マクロ経済では三面等価のマクロモデルが示される(経済活動の規模は、生産、支出、分配が一致する)一方で、ミクロレベルでは個人の無差別曲線、効用、限界効用の逓減が示される。マクロモデルは効用、限界効用は出てこないのだ。マクロレベルでGNPをどんどん増やしたからといっても、ミクロレベルの個人の効用を高めることは保証されていない!
実際は、お金をかせぐだけでは幸福度を生み出すことはできない。貨幣はいわば記号だからだ。独りで貨幣をかせぐことでニヤニヤすることはできるかもしれないが、、それもその貨幣を将来使うことを妄想するといういわば現在の消費と捉えることもできるだろう。
前回示した原則
- 稼いだお金そのものが満足度、幸福度を高めることはない。その稼いだお金が何に使われるかが重要である。

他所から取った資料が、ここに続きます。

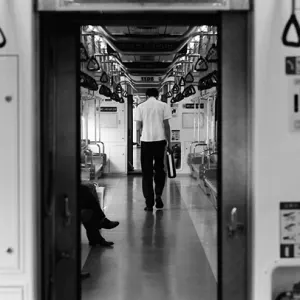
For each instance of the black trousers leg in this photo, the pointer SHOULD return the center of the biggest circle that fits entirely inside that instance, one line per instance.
(92, 224)
(160, 174)
(147, 171)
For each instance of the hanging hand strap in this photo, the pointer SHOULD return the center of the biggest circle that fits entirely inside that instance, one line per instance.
(291, 22)
(2, 38)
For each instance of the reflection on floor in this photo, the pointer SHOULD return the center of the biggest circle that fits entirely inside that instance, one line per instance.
(164, 255)
(137, 158)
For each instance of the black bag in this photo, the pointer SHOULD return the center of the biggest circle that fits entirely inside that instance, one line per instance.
(171, 164)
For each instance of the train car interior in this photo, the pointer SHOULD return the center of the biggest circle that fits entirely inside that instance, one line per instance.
(96, 70)
(118, 64)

- 使われるお金には、その人の満足度を高めるものもあるが、(不可避的な)支出で満足度を高めないものもある。
- 他人への信頼、地域、家族ソーシャルキャピタルの大きさによって、市場取引で購入するものを代替、補完することができる。
- 豊かさを比較する上ではエコノミストがおこなうように物価だけの調整ではなく、他人への信頼がないことによって必要となる支出を調整することで、本当の豊かさを比較しやすくなる。
例えば、地域のソーシャルキャピタル度をX軸に、地域のGDPをY軸にして、それぞれの本当の地域の豊かさを比較してみるといいだろう。